North Korea's sole international ally is China, which is keen to avoid the chaos that could ensue if the isolated totalitarian regime collapses, but even Beijing has been stern in its condemnation of the test.
Foreign Minister Yang Jiechi summoned North Korea's ambassador in Beijing to express "firm opposition" of Pyongyang's action, and China's envoy voted with the other members of the UN Security Council, including Australia, to condemn it. Last month North Korea lodged a request to reopen its embassy in Canberra, which had been closed since 2008.
All 15 Council members have backed a statement saying the North was in "grave violation" of UN resolutions and highlighted a threat made last month to take "significant action" if Pyongyang staged a new nuclear test.
The council said it would "begin work immediately on appropriate measures".
But North Korea remains defiant.
"The US and their followers are sadly mistaken if they miscalculate that the DPRK would accept the entirely unreasonable resolutions against it," said Jon Yong Ryong, the first secretary of North Korea's mission in Geneva.
"The DPRK will never be bound to any resolutions," he insisted.
The test presaged what could be yet another round of tension on the Korean Peninsula, where peace has never been formally declared since a war split it between the authoritarian north and pro-Western south in the 1950s.

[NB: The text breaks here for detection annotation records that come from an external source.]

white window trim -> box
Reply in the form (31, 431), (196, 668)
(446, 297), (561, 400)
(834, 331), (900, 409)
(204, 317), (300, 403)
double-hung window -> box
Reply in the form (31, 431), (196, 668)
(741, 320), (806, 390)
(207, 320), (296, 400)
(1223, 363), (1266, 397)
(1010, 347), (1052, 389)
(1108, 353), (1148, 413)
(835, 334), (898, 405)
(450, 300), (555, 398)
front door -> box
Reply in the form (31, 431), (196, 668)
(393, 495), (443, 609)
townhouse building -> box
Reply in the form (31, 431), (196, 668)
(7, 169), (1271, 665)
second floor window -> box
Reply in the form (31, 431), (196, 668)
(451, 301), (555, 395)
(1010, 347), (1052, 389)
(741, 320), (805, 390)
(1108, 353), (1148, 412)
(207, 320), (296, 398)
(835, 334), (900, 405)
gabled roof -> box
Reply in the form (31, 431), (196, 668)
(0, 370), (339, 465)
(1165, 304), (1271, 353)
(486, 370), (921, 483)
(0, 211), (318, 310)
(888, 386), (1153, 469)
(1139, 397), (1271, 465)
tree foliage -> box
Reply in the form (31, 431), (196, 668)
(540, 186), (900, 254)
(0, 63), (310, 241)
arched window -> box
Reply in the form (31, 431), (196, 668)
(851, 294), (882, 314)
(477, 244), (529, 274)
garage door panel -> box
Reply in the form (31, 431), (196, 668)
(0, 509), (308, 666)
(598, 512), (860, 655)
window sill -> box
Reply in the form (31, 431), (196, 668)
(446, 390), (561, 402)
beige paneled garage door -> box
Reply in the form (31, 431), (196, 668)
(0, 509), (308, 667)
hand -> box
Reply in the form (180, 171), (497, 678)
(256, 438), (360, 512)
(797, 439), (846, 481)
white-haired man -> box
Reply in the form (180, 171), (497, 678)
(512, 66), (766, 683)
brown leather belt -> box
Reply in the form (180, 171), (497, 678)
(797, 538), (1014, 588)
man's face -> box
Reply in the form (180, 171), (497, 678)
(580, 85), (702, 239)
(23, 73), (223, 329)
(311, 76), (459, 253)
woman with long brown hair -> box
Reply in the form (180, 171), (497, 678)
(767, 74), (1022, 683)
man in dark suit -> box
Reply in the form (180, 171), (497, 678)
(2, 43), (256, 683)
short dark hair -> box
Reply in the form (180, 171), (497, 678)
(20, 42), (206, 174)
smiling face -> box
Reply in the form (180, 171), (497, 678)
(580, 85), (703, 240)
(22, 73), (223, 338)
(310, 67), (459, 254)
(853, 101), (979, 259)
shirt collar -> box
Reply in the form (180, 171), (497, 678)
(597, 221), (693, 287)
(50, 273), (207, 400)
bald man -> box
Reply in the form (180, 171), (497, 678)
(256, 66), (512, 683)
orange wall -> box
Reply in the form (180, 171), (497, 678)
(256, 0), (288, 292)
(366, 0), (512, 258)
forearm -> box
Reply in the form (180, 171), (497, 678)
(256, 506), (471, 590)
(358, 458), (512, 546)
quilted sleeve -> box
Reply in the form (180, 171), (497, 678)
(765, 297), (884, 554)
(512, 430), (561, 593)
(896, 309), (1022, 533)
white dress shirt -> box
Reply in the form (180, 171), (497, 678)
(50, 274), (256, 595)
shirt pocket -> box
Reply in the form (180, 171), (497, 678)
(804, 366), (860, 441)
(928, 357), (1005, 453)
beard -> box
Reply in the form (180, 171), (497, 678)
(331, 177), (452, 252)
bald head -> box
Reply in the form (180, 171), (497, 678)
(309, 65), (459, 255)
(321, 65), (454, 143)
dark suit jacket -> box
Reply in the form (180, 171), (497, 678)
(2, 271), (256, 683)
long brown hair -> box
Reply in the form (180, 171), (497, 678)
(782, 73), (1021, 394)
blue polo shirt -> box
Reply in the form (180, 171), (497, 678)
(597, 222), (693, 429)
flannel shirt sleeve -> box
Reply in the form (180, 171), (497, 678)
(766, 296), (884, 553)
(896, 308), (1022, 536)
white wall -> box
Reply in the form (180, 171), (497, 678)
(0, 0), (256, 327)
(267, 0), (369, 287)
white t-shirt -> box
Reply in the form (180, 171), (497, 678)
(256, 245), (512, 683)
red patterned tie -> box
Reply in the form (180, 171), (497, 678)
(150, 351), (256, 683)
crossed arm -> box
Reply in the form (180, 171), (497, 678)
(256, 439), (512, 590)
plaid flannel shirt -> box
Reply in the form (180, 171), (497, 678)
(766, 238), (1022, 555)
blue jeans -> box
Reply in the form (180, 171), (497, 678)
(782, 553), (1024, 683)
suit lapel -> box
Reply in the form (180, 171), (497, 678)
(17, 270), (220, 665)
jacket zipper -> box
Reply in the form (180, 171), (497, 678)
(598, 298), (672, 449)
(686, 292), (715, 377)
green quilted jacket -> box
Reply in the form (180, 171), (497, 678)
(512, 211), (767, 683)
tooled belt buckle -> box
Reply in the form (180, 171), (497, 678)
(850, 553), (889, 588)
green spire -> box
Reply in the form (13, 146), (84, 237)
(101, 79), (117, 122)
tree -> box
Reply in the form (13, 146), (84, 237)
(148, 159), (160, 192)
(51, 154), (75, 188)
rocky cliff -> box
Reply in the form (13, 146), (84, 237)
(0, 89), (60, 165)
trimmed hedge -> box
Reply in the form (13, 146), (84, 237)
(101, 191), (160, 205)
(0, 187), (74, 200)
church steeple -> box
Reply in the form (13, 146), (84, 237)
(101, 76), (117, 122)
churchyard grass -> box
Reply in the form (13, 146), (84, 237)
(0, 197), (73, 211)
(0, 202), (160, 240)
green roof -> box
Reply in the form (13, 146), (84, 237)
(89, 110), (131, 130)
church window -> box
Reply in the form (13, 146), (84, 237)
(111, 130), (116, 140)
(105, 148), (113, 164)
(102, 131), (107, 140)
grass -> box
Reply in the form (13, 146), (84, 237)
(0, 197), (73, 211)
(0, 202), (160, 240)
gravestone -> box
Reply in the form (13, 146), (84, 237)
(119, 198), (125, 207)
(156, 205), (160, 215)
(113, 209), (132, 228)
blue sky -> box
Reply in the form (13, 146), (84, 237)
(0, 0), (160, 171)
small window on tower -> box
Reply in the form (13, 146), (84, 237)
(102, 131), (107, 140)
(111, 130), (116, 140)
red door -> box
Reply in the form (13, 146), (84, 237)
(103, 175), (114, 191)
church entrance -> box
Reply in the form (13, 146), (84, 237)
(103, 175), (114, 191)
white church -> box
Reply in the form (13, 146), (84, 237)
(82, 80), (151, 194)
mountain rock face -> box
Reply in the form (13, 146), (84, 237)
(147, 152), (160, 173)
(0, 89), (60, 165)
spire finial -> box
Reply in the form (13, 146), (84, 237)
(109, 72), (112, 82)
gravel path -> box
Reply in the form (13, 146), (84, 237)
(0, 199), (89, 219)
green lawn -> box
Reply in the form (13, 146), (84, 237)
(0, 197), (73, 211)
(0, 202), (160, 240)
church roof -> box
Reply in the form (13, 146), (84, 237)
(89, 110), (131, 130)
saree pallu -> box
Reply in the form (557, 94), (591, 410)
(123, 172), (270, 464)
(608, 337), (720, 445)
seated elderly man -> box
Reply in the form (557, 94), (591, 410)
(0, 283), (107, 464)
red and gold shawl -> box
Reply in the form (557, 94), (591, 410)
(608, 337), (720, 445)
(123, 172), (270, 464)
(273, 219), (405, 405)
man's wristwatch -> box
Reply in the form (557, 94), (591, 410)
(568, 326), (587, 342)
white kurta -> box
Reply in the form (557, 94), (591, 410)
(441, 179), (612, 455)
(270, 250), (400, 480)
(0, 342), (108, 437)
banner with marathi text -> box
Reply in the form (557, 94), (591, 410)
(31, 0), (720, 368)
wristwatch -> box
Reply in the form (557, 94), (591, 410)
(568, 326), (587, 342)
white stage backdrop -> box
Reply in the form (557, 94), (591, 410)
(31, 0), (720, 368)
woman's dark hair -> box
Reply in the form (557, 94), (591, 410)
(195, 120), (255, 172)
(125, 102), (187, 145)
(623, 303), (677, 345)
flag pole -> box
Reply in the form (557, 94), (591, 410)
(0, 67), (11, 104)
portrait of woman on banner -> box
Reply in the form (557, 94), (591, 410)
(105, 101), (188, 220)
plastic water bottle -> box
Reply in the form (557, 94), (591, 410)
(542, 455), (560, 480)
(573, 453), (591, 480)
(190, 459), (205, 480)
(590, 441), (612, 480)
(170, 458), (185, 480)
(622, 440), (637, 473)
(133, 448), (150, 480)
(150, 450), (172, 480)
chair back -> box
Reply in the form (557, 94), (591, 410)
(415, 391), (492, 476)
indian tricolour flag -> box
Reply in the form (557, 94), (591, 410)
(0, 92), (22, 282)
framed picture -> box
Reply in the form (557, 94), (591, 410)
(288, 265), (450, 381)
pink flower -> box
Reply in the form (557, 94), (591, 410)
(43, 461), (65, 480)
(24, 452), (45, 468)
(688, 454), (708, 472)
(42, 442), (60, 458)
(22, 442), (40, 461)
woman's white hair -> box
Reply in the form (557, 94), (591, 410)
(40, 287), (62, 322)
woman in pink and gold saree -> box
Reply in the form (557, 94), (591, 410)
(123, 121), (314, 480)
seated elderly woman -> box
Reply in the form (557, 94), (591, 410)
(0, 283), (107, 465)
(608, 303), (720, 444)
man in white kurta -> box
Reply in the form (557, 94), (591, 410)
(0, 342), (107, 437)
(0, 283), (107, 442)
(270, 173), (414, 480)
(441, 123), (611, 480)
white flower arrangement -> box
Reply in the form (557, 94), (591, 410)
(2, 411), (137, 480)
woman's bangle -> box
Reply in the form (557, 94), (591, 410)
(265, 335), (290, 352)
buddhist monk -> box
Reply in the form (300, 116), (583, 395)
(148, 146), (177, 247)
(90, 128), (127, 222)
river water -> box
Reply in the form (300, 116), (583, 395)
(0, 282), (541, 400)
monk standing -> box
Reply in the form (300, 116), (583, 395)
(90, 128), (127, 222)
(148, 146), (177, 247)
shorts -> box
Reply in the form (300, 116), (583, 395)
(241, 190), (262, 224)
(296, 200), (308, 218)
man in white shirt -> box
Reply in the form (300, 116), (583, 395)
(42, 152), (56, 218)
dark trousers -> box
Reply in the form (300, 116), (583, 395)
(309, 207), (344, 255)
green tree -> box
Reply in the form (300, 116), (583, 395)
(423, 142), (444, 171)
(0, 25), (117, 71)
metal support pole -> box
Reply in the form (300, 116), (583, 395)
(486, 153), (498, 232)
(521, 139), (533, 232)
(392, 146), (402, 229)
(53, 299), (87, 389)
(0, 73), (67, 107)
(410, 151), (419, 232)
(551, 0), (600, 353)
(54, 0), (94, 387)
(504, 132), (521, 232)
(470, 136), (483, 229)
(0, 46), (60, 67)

The North also appeared keen to broaden the conflict, insisting the test was aimed at the US and that any tightening of sanctions would trigger "even stronger second or third rounds of action".
Pyongyang boasted it had tested a "miniaturised" device, a claim that will fuel concerns it has moved closer to fitting a warhead on a ballistic missile.
International earthquake monitors detected a tremor at 2.57 GMT (1.57 pm AEDT) on Tuesday at the Punggye-ri nuclear test site in the northeast of the country. The North's state media triumphantly confirmed a nuclear blast three hours later.
The event measured 5.0 in magnitude, according to monitoring stations used by the Comprehensive Nuclear-Test-Ban Treaty Organization.
South Korea's spy agency predicted its arch-rival might carry out another nuclear test or ballistic missile launch in the coming days or weeks.
Much attention will now be focused on how tough China is prepared to be with its neighbour, analysts say.